Bei beiden Auftritten werden Auszüge aus dem diesjährigen Sommerkonzert zu hören sein, das am 07.06.2026 um 18.30 Uhr in der Pauluskirche Hambach stattfinden wird. Es trägt den Titel „Irgendwo auf der Welt – Melodien der 20er Jahre des 20. und 21. Jahrhunderts“ und findet im Rahmen des Kultursommers Rheinland-Pfalz 2026 statt.

Passend zum Kultursommer-Motto „Die Goldenen Zwanziger“ sind Klassiker aus den 20ern des letzten Jahrhunderts im Programm, wie z.B. „Irgendwo auf der Welt“ und „Wochenend und Sonnenschein“. Hinzu kommen Werke aus den aktuellen 20ern, zum Beispiel „Ich seh dich“ von Oliver Gies und „Wach auf meins Herzens Schöne“ von Ralph Hoffmann.

Jedes Jahr gibt der Chor ein Marktkonzert in der Stiftskirche Neustadt, dieses Jahr ist es am Samstag, 16. Mai, um 11:30 Uhr. Der Besuch des Konzerts lässt sich wunderbar mit einem Einkauf auf dem Wochenmarkt verbinden – Einkaufskörbe- und Tüten dürfen gerne mitgebracht werden.
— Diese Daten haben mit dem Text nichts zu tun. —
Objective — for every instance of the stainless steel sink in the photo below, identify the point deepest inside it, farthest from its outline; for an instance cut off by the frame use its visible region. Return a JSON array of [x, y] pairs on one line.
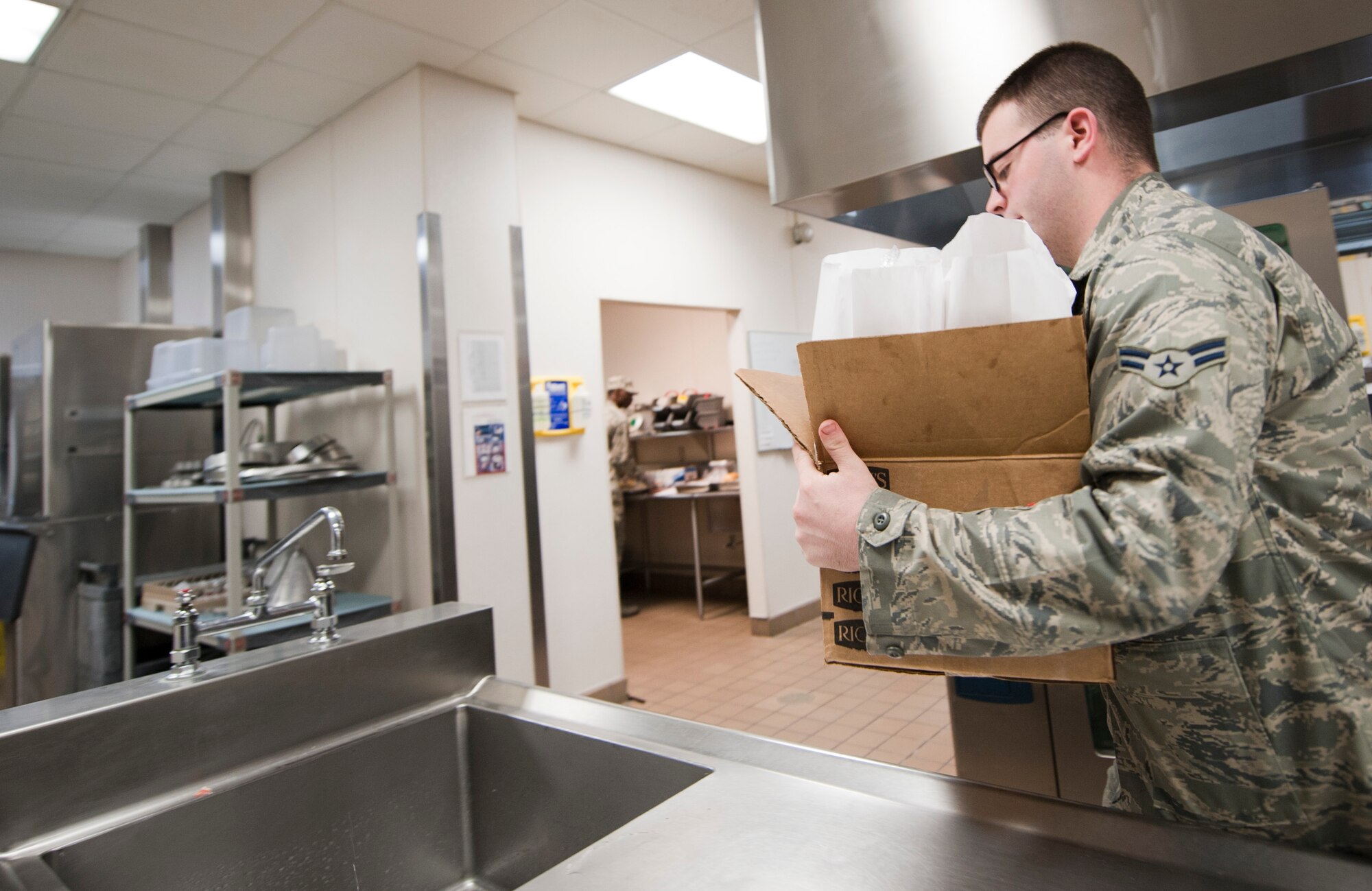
[[466, 798], [394, 760]]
Der Eintritt ist gegen Spende.

Ebenfalls am 16. Mai findet um 20 Uhr eine „Blaue Stunde“ im Skulpturengarten der Familie Rumpf in Lachen-Speyerdorf statt. Dieser Ort bietet einen seltenen, persönlichen Einblick in das Schaffen des Künstlers Gernot Rumpf und seiner Familie. Neben Werken seiner Eltern und des Großvaters werden auch Arbeiten seiner Ehefrau, der Bildhauerin Barbara Rumpf, sowie der beiden Töchter Katharina Rumpf und Eva Rumpf zu sehen sein. Die Veranstaltung wird von Perpetuum Cantabile musikalisch begleitet ist ebenfalls gegen Spende. Eine Anmeldung ist nicht erforderlich – einfach vorbeikommen!

Perpetuum Cantabile gibt es seit inzwischen über 30 Jahren. Bekannt ist der Chor durch seinen Acapella-Gesang, also ohne Instrumentalbegleitung. Seit 2023 leitet Fabio Freund aus Mannheim den Chor.